Gibt es da einen Weg, wie man dafür sogen kann, dass die Datei erkannt wird?


----------



## Beni (22. Feb 2012)

Also die Fehlermeldung sagt aus, dass das Programm gar nicht erst startet.

Der Package-Name stimmt?
Keine Fehlermeldungen der "Problems" View von Eclipse sichtbar?
Das Projekt wurde kompiliert? Allenfalls mal "clean" auf dem Projekt aufrufen.


----------



## HPL (22. Feb 2012)

Ich habe das jetzt völlig neu gemacht, und jetzt erkennt er die Datei.

Ich wollte eigentlich aus eclipse heraus mit WEKA arbeiten. Ich habe mir darum WEKA heruntergeladen, und der Weka-Ordner ruht jetzt in einem anderen Verzeichnis als mein eclipse workspace. In dem Wekaordner befinden sich aber einige API-Bibliotheken, die ich mit import Importieren will, z. B. import weka.classifier.bayes.NaiveBayesMultinomial. Wie kann ich von eclipse aus API-Bibliotheken, die irgendwo vollkommen anderes, aber dennoch ebenfalls unter meinem C:-Laufwerk sind, von Eclipse aus importieren? 

Ich bin jetzt mal auf mein Projekt gegangen und habe auf "Properties" geklickt.

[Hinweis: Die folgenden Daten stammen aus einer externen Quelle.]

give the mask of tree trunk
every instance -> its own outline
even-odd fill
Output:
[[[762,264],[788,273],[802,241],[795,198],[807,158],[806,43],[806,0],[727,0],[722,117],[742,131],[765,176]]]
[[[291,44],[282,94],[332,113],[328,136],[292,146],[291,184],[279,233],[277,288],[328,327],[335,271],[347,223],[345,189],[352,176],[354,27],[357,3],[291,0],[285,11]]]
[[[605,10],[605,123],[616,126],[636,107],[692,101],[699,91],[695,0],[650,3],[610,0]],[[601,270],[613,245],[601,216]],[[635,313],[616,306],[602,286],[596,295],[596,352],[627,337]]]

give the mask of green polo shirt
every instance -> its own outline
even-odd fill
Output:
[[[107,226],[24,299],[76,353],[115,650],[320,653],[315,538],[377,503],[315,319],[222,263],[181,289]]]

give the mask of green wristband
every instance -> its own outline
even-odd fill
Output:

Da habe ich nun "Resource", "Java Code Style", "JAVA Compiler", usw. und ich denke, dass ich das dort irgendwo bewerkstelligen muss, aber ich weiß nicht genau was ich da machen muss.


----------



## HPL (22. Feb 2012)

Ich habe jetzt die jar-file des Wekaordner über JAVA build in das Projekt eingebunden, jetzt geht es wunderbar!


----------